A: The power of machine learning (ML) to advance fields such as natural processing language or computer science is indisputable. I was excited by the premise of ML for climate science. In particular, can ML help deepen our understanding of certain aspects of the climate systems (e.g. interactions between scales or interactions between the ocean and atmosphere)? Can ML improve the representation of small-scale processes in climate models? ML, by itself, is not enough but combined with our physical understanding of the climate system could push the field forward.

Q: Can you give us an idea of what’s the most exciting research you are working on right now?

A: This is impossible. I work on 2 main areas of research right now: understanding and parameterizing ocean mesoscale eddies and understanding the role of the oceans in climate. I am passionate and excited about both topics. Hopefully, you will hear about both of them during the week.

Q: When did you realise/decide you were going to remain in academia?

A: I decided that I wanted to try and stay in academia in the last year of my PhD.  I was lucky enough to be able to.

Q: What is your favourite part of your job?

A: Working with my group!  The students and postdocs in the group have different expertise but all are passionate about their research. They make the work and the research more fun, more challenging, and more inspiring.

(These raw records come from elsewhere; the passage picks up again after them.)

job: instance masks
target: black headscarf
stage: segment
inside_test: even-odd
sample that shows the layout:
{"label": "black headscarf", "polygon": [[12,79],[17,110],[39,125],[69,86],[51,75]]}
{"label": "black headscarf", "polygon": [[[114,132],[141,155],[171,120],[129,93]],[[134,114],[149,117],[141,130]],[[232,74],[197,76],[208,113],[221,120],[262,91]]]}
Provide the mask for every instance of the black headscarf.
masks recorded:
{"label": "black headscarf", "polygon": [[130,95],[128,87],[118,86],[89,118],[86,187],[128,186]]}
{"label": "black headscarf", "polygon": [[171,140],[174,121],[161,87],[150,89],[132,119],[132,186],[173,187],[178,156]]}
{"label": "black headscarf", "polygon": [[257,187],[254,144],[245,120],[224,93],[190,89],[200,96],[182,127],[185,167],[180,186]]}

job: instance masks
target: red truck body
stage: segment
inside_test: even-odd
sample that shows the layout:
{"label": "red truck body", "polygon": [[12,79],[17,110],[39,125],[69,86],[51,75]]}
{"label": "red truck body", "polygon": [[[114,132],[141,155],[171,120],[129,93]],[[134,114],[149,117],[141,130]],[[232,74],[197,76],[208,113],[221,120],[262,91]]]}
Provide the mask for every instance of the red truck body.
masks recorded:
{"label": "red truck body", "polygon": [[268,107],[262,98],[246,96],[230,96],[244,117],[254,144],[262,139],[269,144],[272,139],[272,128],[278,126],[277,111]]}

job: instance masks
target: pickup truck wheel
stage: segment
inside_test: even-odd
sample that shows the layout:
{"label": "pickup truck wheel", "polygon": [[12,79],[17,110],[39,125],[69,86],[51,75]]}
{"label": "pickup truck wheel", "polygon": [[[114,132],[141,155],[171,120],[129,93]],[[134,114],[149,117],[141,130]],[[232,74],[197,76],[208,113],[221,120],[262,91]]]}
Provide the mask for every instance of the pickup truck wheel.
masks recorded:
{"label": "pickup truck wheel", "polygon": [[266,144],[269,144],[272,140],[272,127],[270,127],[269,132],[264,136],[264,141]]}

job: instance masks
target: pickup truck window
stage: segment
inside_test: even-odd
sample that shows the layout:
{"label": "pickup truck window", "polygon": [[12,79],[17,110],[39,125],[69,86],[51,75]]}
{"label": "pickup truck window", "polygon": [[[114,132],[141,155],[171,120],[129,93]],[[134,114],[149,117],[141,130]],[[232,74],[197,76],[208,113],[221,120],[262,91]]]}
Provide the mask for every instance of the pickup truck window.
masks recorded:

We are honoured to have our invitation accepted by Laure and are eagerly anticipating answers to more of these kind of questions throughout next week’s conversations.  Laure will be presenting a seminar titled, “Machine learning for physics-discovery and climate modelling” during the Monday Departmental Seminar series, as well as another seminar in the Climate and Ocean Dynamics research group, titled “Understanding past and future ocean warming”. She will also give a career-focused session at PhD group and, of course, engage with both the PhD students and staff on an individual basis during one-to-one meetings. We are grateful and delighted to be able to welcome Laure to the Meteorology department despite the various difficulties the year 2020 has posed on everyone, so come along to next week’s events!

1In true 2020 curve-ball style, of course.